Wirtschaftsforum: Dokąd powinna zmierzać smartlab w przyszłości?
Dr Mark Steffen Walcher: Nasz cel jest jasny: chcemy rozszerzyć nasze liderowanie na rynku ładowania w Niemczech na Europę – wspólnie z naszym koncernem macierzystym DKV. Pierwsze kraje takie jak Holandia, Austria i Belgia są już podłączone przez naszą platformę e-clearing.net. Miliony transakcji już się tam odbywają. Kolejnym krokiem jest: 20 maja uruchamiamy naszą nową aplikację, która jeszcze lepiej odzwierciedla tę europejską sieć. Ponadto, pod koniec roku wprowadzimy na rynek nowe narzędzie do automatycznego rozliczania ładowania dla firm.

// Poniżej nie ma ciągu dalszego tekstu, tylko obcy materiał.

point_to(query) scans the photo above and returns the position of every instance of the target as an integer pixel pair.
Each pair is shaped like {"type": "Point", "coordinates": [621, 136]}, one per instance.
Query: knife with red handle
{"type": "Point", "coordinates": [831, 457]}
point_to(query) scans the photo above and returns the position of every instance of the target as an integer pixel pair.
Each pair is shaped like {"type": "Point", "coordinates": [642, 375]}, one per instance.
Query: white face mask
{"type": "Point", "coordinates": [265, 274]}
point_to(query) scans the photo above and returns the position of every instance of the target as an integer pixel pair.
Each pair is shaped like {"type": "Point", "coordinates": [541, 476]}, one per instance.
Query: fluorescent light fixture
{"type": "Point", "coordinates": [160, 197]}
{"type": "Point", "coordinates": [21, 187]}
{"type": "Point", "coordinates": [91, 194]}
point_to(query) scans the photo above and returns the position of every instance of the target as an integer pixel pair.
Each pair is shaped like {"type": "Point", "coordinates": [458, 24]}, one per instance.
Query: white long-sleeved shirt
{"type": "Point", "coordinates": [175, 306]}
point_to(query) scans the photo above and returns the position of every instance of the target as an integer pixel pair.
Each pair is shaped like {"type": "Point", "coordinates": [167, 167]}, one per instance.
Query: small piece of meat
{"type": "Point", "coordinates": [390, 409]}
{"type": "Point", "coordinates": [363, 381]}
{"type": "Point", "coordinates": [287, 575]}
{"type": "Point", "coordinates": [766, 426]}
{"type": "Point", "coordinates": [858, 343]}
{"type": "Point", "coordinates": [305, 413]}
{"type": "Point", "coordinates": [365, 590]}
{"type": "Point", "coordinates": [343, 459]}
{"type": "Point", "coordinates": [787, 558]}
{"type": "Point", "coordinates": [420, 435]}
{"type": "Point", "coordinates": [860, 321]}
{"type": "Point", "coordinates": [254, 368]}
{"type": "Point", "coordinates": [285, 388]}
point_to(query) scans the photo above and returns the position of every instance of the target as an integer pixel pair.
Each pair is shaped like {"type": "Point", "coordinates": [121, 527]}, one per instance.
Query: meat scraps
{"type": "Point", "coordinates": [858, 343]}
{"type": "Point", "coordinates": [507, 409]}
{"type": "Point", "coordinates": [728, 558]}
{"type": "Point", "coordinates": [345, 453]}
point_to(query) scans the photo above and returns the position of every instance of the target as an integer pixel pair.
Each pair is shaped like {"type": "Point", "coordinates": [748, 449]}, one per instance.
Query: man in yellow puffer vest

Wirtschaftsforum: Ostatnie pięć lat były naznaczone kryzysami. Jak wpłynęły one na Państwa działalność?
Dr. Mark Steffen Walcher: Jestem zasadniczo optymistą. Elektromobilność rośnie nieprzerwanie od kiedy zacząłem pracować w tej branży w 2013 roku. Ostatnie pięć lat przyniosły naszej firmie raczej pozytywne zmiany – wzrosliśmy drastycznie. Podczas pandemii koronawirusa liczba ładowań była mniejsza, ale mimo to sektor ten nadal się rozwijał. Niemiecki przemysł motoryzacyjny nadrobił zaległości po tym, jak pozwolił się wyprzedzić Tesli. Jeśli chodzi o programy wsparcia: obecnie jestem nawet ich przeciwnikiem, ponieważ przemysł motoryzacyjny często je wykorzystuje. Teraz ceny w VW i innych spadają drastycznie, ponieważ muszą zmniejszyć emisję CO2 przez swoje floty.